We’ve recently had a spate of Infectious Bovine Rhinotracheitis (IBR) cases, often in herds that have been infected for years. For this reason, here’s a refresher on this important disease.

IBR is caused by a herpes virus and presents itself in 3 ways: respiratory disease, venereal disease and neurological disease in calves. The most important presentation for us is the respiratory disease and outbreaks in adult cattle can result in severe production losses (growth and milk), abortion and mortality.

Clinical signs include:

  • Fever (up to 107oF/42oC)
  • Lethargy and loss of appetite
  • Conjunctivitis (red eyes)
  • Nasal discharge (clear to green)
  • Severe milk drop
  • Infertility and abortion
  • Coughing and struggling to breathe

 

The disease is often complicated by a secondary bacterial pneumonia.

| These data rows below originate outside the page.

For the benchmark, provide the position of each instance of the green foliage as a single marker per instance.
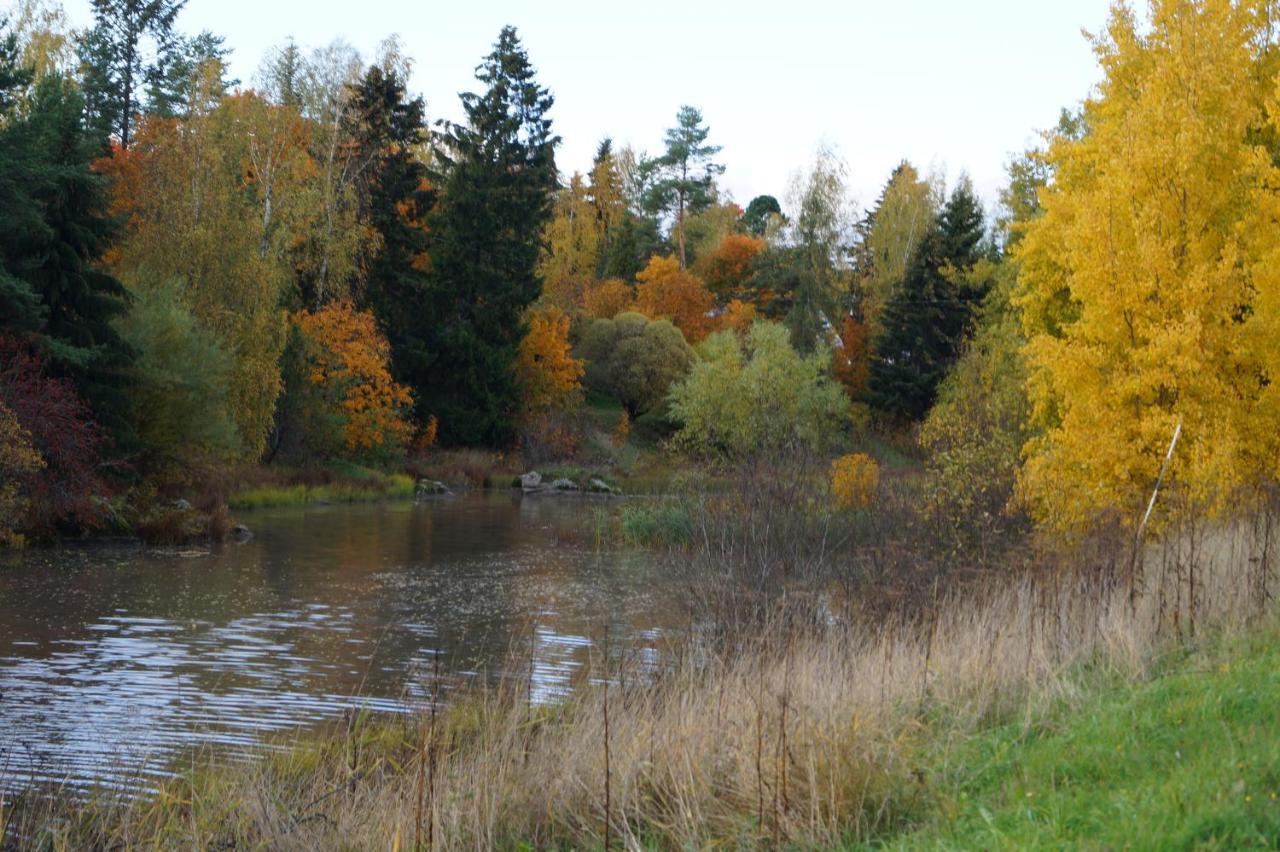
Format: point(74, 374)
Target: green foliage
point(682, 181)
point(54, 229)
point(497, 177)
point(179, 403)
point(758, 397)
point(755, 219)
point(634, 360)
point(1188, 759)
point(977, 430)
point(926, 323)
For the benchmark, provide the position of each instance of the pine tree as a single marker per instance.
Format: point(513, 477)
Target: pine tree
point(497, 177)
point(926, 323)
point(114, 59)
point(394, 198)
point(54, 228)
point(684, 178)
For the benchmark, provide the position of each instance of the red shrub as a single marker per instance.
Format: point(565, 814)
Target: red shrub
point(62, 430)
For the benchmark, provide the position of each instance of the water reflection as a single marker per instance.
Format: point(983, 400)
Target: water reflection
point(113, 660)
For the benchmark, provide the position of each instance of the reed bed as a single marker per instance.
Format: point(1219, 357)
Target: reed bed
point(800, 731)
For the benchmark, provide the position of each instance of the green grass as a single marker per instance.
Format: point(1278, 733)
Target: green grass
point(1188, 759)
point(366, 489)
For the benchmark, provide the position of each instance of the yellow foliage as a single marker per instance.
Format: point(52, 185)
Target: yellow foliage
point(672, 293)
point(351, 357)
point(608, 298)
point(1148, 287)
point(854, 479)
point(548, 372)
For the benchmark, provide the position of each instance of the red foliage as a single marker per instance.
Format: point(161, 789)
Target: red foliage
point(62, 430)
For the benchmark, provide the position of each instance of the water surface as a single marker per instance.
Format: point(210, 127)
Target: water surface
point(115, 659)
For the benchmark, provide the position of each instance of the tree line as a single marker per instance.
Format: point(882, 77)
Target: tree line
point(305, 268)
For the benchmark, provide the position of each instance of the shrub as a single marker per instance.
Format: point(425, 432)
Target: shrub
point(608, 298)
point(668, 292)
point(757, 397)
point(634, 360)
point(854, 479)
point(549, 376)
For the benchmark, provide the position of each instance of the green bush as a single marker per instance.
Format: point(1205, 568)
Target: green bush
point(179, 403)
point(634, 360)
point(758, 397)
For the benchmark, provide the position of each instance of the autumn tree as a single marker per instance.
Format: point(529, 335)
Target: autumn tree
point(608, 298)
point(666, 291)
point(549, 375)
point(394, 200)
point(1147, 285)
point(819, 237)
point(348, 361)
point(888, 234)
point(728, 266)
point(634, 360)
point(65, 489)
point(759, 213)
point(572, 243)
point(684, 177)
point(850, 360)
point(755, 394)
point(497, 173)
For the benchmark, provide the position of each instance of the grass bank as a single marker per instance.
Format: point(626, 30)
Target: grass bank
point(339, 488)
point(1045, 709)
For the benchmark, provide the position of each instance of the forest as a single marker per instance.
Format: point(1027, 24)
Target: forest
point(1005, 439)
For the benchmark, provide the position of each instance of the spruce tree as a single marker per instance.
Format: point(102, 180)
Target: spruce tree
point(54, 229)
point(924, 325)
point(114, 58)
point(497, 173)
point(393, 201)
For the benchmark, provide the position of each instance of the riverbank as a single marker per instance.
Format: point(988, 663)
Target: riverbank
point(1037, 710)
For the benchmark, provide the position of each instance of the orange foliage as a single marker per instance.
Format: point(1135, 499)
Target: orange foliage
point(850, 362)
point(854, 480)
point(608, 298)
point(548, 374)
point(727, 268)
point(351, 357)
point(668, 292)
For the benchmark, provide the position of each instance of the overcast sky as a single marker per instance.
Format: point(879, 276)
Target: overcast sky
point(947, 85)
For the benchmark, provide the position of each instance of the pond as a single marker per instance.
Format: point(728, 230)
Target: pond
point(115, 659)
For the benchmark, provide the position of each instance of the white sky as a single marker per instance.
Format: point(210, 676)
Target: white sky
point(946, 83)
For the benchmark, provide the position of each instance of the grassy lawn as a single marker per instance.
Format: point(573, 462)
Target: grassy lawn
point(1188, 759)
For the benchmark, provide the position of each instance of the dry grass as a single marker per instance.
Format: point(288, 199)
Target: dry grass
point(801, 733)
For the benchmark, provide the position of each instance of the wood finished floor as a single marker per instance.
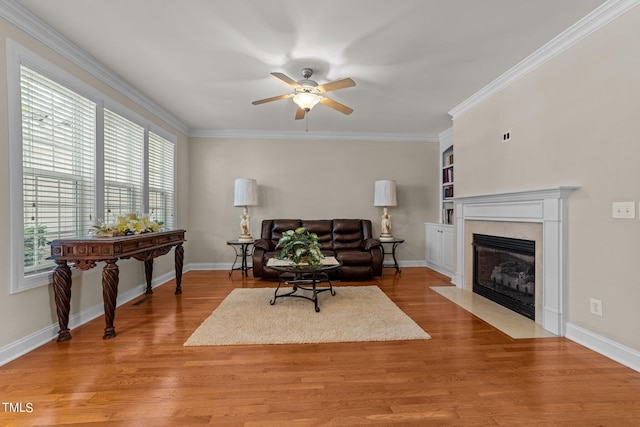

Once infected, an animal remains infected for life as the virus walls itself away from the immune system. Any stress to the cow causes a check to its immune system and allows the virus to multiply and starts to be shed by the cow.

If your herd is chronically affected by IBR this may be of no consequence but we often see clinical disease in naïve heifers just brought into the milking herd.

IBR can be diagnosed from the clinical signs and history in the herd. This can then be confirmed with nasal and conjunctival (eyelid) swabs interpreted alongside milk and blood samples.

There is no specific treatment for IBR as it is a virus. Treatment of individual cases involves covering the animals with antibiotics to prevent secondary infection (Draxxin® in non-milkers, Excenel® in milking cows). The animal should be given an anti-inflammatory to drop the fever, such as Finadyne® or Ketofen®.

If an outbreak is occurring at-risk animals can be vaccinated with IBR live vaccine. This can be administered most effectively up the nose or in the muscle and animals from 2 weeks old can be treated. 

If you have IBR endemic within your herd vaccinating your cows with an inactivated vaccine (e.g. Rispoval IBR inactivated®) will reduce the amount of shedding by infected animals. This will then prevent the spread of the virus to naïve animals.

Vaccination does not eradicate disease from the herd, so followers and young stock should also be vaccinated before entering the herd.

Biosecurity should always be considered when buying in animals. Infection status of bought in stock should be ascertained before purchase. Animals positive to IBR should not be introduced to a naïve herd, just as naïve animals should not be introduced to an infected herd.